I think the hardest thing about coming back from a trip as life changing as traveling to Africa is struggling to remember what you wanted to change. It’s so much easier when you are forced to leave your comfortable life behind to see all of the things that need to be different.
This is my second time visiting Africa and each time I swear I will come back different. I put on my best missionary face and make a list of goals that get lost in my bible the week i return. I swear I won’t be so selfish, so demanding, so human but then a week passes and my “necessities” are back and I have forgotten what that amazing country has taught me. Somehow I forget the way I felt when I saw someone who truly had to rely on Jesus. I forgot the longing from my heart to be that dependent on the only thing that really matters. I forgot how much my soul needed to be reminded of the real simplicities of life and more than anything I forgot how much I have really been blessed with.
I want to remember though. I want to be different because of what I have seen. As one of Brooke Frasier’s songs says so perfectly, “faith without deeds is dead”. I can’t come back from Uganda and not change who I am because my faith pushes me to be better, love deeper, and give the world a taste of Africa.
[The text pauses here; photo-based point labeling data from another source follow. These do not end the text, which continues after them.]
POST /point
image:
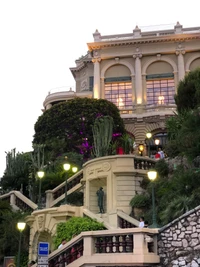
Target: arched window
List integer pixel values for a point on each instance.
(118, 87)
(160, 84)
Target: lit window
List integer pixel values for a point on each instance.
(119, 93)
(160, 91)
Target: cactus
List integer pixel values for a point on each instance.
(102, 134)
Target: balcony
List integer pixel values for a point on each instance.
(120, 247)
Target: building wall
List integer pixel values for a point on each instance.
(179, 241)
(137, 55)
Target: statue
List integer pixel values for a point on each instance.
(100, 195)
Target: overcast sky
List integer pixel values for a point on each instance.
(40, 40)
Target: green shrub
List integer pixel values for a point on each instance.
(74, 226)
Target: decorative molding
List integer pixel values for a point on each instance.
(164, 58)
(105, 167)
(113, 63)
(190, 60)
(138, 53)
(96, 60)
(180, 50)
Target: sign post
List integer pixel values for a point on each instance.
(43, 253)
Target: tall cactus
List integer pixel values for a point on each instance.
(102, 134)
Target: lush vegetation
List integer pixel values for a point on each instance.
(9, 234)
(67, 126)
(188, 92)
(73, 227)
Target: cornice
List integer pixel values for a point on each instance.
(143, 40)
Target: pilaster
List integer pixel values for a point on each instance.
(180, 51)
(96, 60)
(138, 77)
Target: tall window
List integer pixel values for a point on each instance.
(160, 90)
(119, 93)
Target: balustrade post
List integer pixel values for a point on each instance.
(49, 198)
(140, 246)
(12, 199)
(89, 245)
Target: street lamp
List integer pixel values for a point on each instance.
(157, 142)
(66, 167)
(141, 149)
(149, 135)
(152, 176)
(40, 175)
(20, 226)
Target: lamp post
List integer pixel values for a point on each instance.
(20, 226)
(157, 142)
(66, 167)
(152, 176)
(40, 175)
(141, 149)
(149, 135)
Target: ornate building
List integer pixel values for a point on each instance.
(139, 72)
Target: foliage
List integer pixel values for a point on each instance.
(71, 123)
(140, 201)
(162, 168)
(176, 207)
(9, 236)
(17, 172)
(175, 194)
(188, 91)
(102, 134)
(126, 141)
(73, 227)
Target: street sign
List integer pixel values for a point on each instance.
(43, 249)
(43, 260)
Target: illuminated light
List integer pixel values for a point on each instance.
(157, 142)
(148, 135)
(161, 100)
(152, 175)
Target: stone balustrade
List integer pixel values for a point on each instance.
(18, 201)
(111, 247)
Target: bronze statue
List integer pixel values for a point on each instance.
(100, 195)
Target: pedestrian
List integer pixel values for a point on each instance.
(62, 243)
(141, 224)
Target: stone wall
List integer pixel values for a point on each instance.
(179, 241)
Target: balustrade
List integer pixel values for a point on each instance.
(72, 181)
(143, 163)
(133, 242)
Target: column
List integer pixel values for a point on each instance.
(138, 77)
(96, 90)
(181, 68)
(102, 92)
(133, 89)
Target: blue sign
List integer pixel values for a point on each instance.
(43, 249)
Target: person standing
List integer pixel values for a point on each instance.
(141, 224)
(62, 243)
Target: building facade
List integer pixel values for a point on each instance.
(139, 72)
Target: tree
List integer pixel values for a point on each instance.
(16, 175)
(188, 91)
(71, 123)
(74, 226)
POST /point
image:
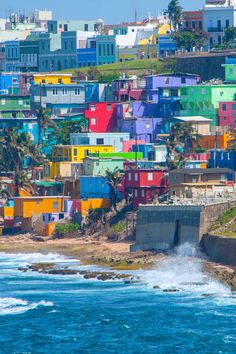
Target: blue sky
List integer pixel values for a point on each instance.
(112, 11)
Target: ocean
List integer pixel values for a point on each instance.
(188, 312)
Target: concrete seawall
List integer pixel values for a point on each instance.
(220, 249)
(163, 227)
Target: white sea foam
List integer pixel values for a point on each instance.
(181, 271)
(14, 306)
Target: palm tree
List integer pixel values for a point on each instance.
(114, 179)
(44, 121)
(174, 11)
(16, 152)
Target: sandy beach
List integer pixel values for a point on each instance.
(113, 254)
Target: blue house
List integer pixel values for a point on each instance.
(222, 158)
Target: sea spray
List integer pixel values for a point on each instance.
(183, 271)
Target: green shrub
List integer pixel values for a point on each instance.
(63, 229)
(120, 227)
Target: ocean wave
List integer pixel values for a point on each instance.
(182, 272)
(14, 306)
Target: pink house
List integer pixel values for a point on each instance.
(227, 113)
(127, 144)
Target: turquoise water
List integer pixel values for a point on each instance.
(68, 314)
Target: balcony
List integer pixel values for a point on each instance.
(215, 29)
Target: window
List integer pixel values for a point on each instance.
(100, 141)
(224, 107)
(167, 80)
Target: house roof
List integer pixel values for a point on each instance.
(196, 171)
(195, 119)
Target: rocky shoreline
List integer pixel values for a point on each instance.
(114, 255)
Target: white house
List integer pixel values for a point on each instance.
(218, 15)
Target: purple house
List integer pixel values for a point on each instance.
(159, 86)
(142, 128)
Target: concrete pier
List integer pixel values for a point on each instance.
(163, 227)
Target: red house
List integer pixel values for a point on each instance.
(101, 117)
(227, 114)
(193, 20)
(146, 184)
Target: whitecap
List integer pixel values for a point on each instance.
(14, 306)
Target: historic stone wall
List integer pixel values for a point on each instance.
(220, 249)
(164, 227)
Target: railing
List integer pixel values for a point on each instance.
(215, 29)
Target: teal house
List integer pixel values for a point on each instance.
(95, 166)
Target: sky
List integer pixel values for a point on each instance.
(112, 11)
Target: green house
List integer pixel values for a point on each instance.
(14, 106)
(203, 100)
(95, 166)
(123, 155)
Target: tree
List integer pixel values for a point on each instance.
(189, 39)
(114, 179)
(16, 151)
(175, 14)
(182, 139)
(44, 121)
(229, 36)
(61, 135)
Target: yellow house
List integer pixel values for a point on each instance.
(27, 207)
(74, 153)
(52, 78)
(67, 158)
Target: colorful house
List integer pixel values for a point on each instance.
(205, 100)
(146, 184)
(73, 153)
(15, 106)
(227, 114)
(95, 166)
(27, 207)
(162, 86)
(113, 139)
(101, 117)
(52, 79)
(222, 159)
(129, 90)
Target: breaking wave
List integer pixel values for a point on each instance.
(14, 306)
(183, 272)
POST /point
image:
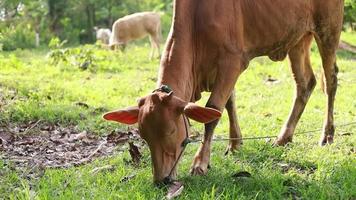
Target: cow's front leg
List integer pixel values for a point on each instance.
(229, 70)
(234, 132)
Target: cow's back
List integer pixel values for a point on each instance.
(262, 27)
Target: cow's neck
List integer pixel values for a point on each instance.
(177, 64)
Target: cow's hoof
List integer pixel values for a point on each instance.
(198, 170)
(232, 148)
(326, 139)
(282, 141)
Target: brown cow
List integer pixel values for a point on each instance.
(137, 26)
(210, 44)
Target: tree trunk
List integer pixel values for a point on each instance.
(90, 11)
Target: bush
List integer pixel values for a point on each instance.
(14, 37)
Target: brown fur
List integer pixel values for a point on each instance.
(211, 43)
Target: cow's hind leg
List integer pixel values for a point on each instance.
(235, 132)
(229, 69)
(305, 83)
(328, 44)
(152, 48)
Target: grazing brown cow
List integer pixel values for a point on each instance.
(137, 26)
(210, 44)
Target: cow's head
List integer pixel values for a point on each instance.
(162, 125)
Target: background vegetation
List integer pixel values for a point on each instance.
(72, 85)
(73, 20)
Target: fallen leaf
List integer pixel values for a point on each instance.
(103, 168)
(127, 178)
(82, 104)
(79, 136)
(242, 174)
(174, 190)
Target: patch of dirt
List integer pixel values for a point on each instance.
(44, 145)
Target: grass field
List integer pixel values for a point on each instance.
(33, 88)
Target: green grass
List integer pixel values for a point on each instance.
(31, 88)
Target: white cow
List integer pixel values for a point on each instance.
(136, 26)
(103, 35)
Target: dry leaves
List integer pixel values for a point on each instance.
(54, 146)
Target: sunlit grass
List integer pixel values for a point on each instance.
(32, 89)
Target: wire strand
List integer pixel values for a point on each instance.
(268, 137)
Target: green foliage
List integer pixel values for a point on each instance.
(82, 57)
(13, 37)
(32, 89)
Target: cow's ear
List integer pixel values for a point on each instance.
(201, 114)
(125, 116)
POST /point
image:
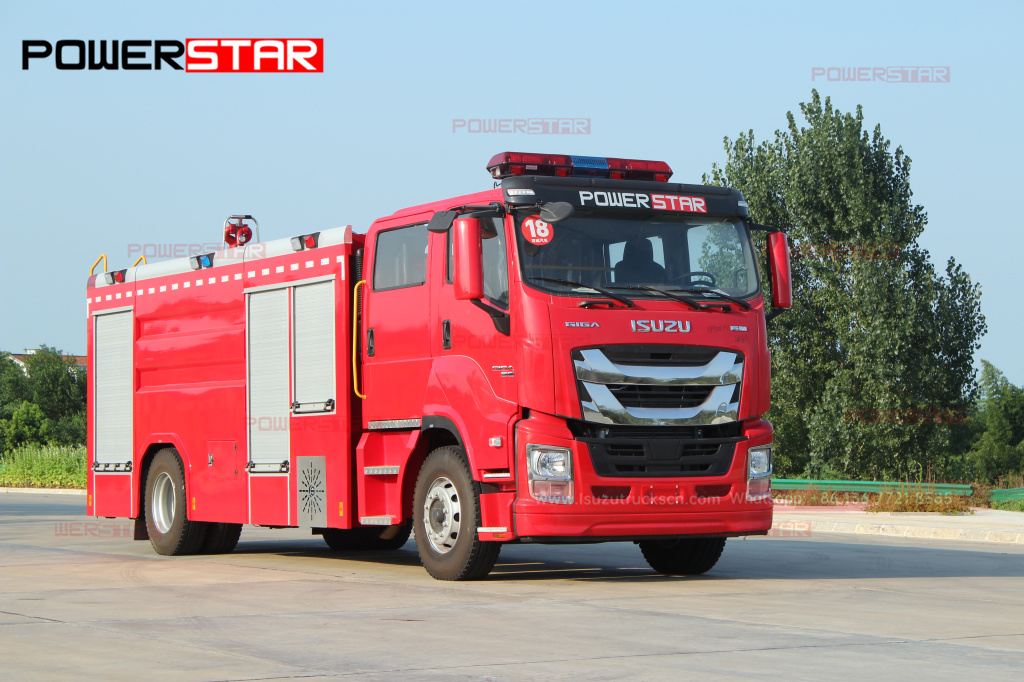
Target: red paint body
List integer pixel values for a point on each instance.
(189, 388)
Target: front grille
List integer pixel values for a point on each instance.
(658, 452)
(654, 458)
(655, 355)
(639, 395)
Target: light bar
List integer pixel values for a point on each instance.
(509, 164)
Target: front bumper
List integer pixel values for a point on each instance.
(631, 508)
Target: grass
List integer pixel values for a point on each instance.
(919, 498)
(43, 466)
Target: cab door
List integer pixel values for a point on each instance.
(473, 343)
(396, 306)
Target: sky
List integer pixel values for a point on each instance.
(132, 162)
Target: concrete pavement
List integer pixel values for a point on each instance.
(97, 605)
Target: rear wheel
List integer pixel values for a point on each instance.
(445, 515)
(220, 538)
(683, 557)
(167, 507)
(368, 538)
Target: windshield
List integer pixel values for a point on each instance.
(629, 254)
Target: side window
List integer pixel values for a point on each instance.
(400, 258)
(496, 267)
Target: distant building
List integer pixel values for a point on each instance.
(19, 358)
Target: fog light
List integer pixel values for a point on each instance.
(554, 492)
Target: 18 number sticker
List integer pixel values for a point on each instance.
(538, 231)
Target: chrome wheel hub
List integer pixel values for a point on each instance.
(163, 503)
(441, 515)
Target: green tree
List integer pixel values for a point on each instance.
(999, 448)
(873, 367)
(27, 424)
(13, 385)
(57, 384)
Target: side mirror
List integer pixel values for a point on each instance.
(468, 251)
(781, 278)
(441, 221)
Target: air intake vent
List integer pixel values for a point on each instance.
(649, 355)
(636, 395)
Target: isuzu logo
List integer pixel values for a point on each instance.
(659, 326)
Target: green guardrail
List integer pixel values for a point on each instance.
(869, 485)
(1008, 495)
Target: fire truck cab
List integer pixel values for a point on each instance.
(578, 354)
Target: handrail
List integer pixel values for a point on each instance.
(355, 337)
(102, 257)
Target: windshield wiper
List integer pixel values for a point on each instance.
(604, 292)
(721, 294)
(683, 299)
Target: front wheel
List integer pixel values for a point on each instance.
(171, 533)
(445, 515)
(683, 557)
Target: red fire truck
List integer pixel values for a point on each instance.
(576, 355)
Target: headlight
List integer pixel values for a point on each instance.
(550, 472)
(759, 473)
(547, 463)
(759, 462)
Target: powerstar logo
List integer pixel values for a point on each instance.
(239, 55)
(659, 326)
(642, 200)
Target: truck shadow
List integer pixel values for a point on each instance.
(757, 559)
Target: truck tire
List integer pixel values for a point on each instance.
(445, 516)
(683, 557)
(220, 538)
(171, 533)
(368, 538)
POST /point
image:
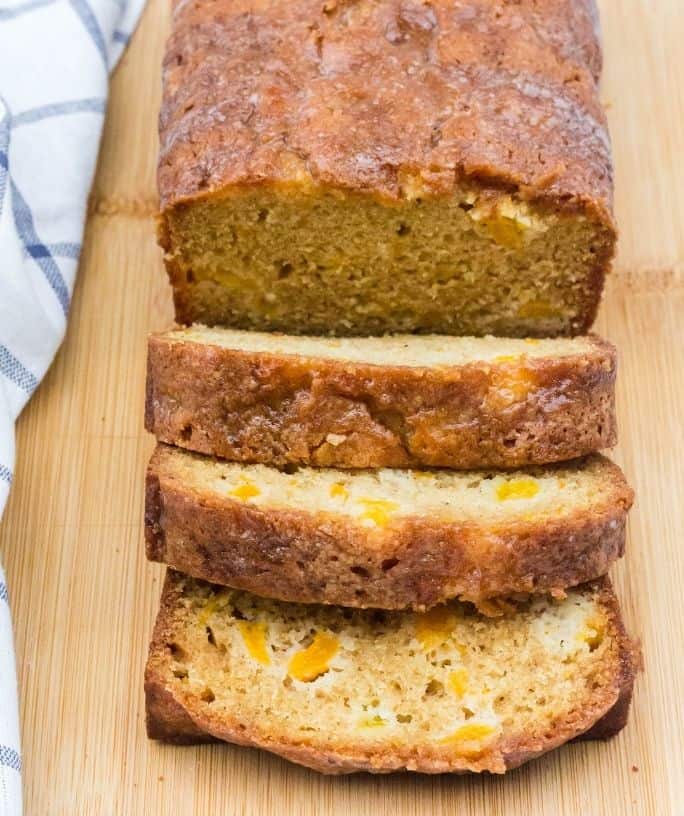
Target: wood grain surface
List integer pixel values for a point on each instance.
(84, 598)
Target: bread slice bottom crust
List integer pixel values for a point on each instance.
(293, 552)
(214, 393)
(183, 711)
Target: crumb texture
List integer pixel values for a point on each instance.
(448, 687)
(394, 401)
(385, 538)
(363, 167)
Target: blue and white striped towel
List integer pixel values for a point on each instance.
(55, 58)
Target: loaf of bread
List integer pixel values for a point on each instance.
(344, 690)
(355, 167)
(399, 401)
(385, 538)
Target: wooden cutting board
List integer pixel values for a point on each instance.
(84, 598)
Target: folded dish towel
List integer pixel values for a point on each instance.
(55, 58)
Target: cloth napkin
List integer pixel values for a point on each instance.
(55, 59)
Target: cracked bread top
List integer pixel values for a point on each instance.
(399, 98)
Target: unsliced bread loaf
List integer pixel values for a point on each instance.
(342, 167)
(394, 401)
(385, 538)
(342, 690)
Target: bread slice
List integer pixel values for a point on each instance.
(370, 167)
(385, 538)
(343, 690)
(395, 401)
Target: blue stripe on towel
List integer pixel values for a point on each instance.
(23, 218)
(94, 105)
(9, 758)
(16, 371)
(64, 249)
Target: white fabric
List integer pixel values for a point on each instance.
(55, 57)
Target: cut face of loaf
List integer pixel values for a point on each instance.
(364, 168)
(341, 690)
(385, 538)
(394, 401)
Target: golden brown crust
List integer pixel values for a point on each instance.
(175, 717)
(415, 562)
(360, 92)
(280, 409)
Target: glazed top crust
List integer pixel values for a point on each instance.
(368, 95)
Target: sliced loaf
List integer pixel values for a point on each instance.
(395, 401)
(385, 538)
(343, 690)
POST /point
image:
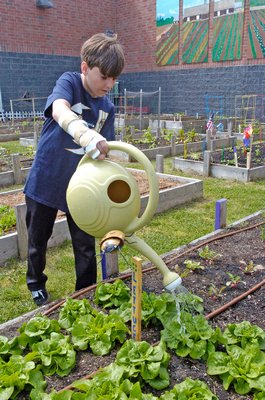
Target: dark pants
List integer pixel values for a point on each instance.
(40, 221)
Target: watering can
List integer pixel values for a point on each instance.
(104, 201)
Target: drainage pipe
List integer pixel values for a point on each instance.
(129, 275)
(235, 300)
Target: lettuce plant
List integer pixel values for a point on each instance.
(189, 389)
(55, 355)
(242, 368)
(18, 374)
(73, 309)
(244, 334)
(99, 332)
(37, 329)
(189, 335)
(144, 362)
(113, 294)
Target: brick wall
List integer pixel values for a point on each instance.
(61, 30)
(37, 45)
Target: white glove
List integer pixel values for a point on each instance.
(83, 136)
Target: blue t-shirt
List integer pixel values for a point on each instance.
(53, 165)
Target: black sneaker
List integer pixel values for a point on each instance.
(40, 297)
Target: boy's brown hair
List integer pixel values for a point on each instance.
(104, 52)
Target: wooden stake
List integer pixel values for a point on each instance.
(137, 299)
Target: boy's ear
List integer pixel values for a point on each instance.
(84, 67)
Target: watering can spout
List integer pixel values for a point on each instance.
(171, 280)
(104, 200)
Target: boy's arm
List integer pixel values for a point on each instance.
(94, 144)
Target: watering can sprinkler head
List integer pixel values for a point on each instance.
(171, 281)
(104, 200)
(112, 242)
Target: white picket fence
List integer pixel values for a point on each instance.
(17, 115)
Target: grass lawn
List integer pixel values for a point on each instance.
(165, 232)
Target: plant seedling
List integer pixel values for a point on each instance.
(215, 292)
(207, 254)
(193, 265)
(247, 268)
(234, 280)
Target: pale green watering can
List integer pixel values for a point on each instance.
(104, 200)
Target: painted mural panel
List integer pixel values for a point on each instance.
(167, 28)
(256, 30)
(195, 31)
(228, 26)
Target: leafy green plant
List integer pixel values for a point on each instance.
(244, 334)
(144, 362)
(7, 218)
(214, 292)
(189, 335)
(36, 329)
(54, 354)
(73, 309)
(247, 268)
(189, 389)
(207, 254)
(18, 374)
(234, 280)
(112, 294)
(193, 265)
(242, 368)
(99, 332)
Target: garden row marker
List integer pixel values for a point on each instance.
(160, 163)
(235, 156)
(137, 299)
(220, 214)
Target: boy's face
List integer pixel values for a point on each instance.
(96, 84)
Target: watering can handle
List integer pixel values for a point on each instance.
(152, 204)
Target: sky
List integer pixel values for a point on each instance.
(170, 8)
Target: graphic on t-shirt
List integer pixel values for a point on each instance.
(79, 107)
(102, 116)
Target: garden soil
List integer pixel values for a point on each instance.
(240, 251)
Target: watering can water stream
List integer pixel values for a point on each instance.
(104, 200)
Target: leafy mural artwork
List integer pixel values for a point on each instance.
(256, 34)
(227, 19)
(195, 42)
(167, 26)
(195, 31)
(227, 36)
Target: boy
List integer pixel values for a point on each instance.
(76, 111)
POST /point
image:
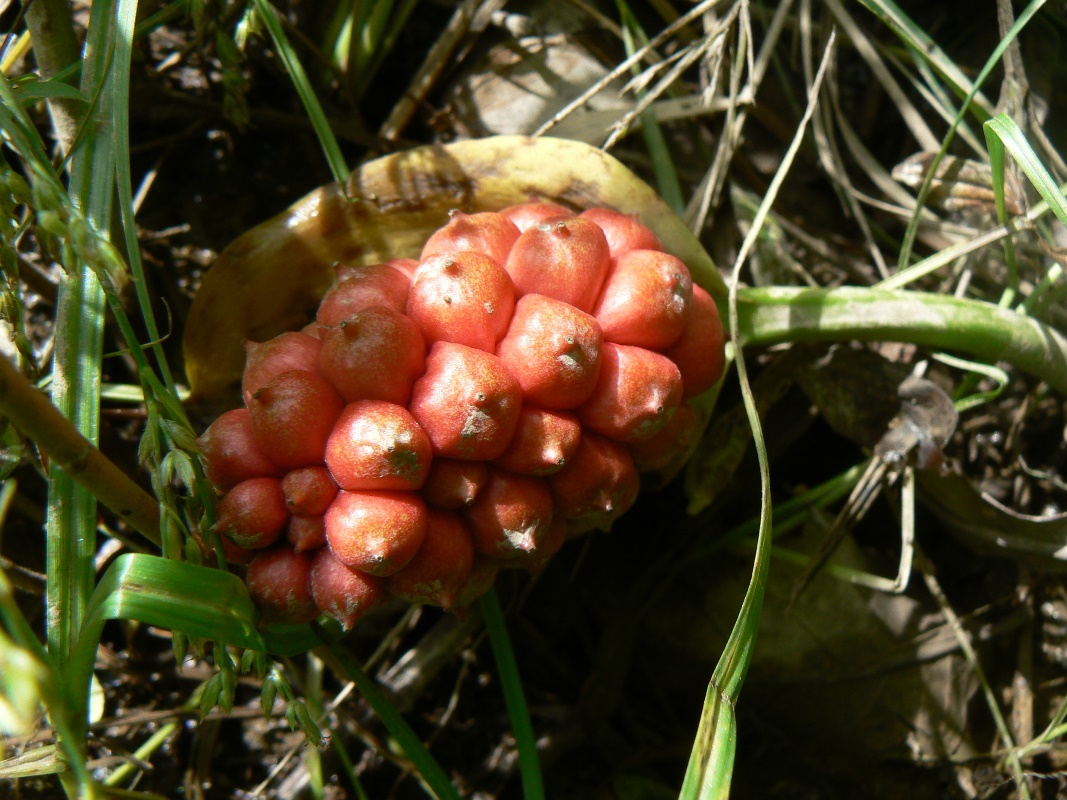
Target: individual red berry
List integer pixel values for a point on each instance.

We all need a taste of Africa, we need to remember what it is like to really need God, to really trust God, and to really accept that this world has nothing to offer. It’s harder for me to give up what God asks me to because I have a lot of crap, a lot of earthly things I am holding to and a lot of plans I have made for myself. I can’t grasp what living on faith is because I have savings to ensure that never happens (or at least ben does). The facts of life in America make total surrender to God a daily discipline but once you have seen it you can’t help but want it.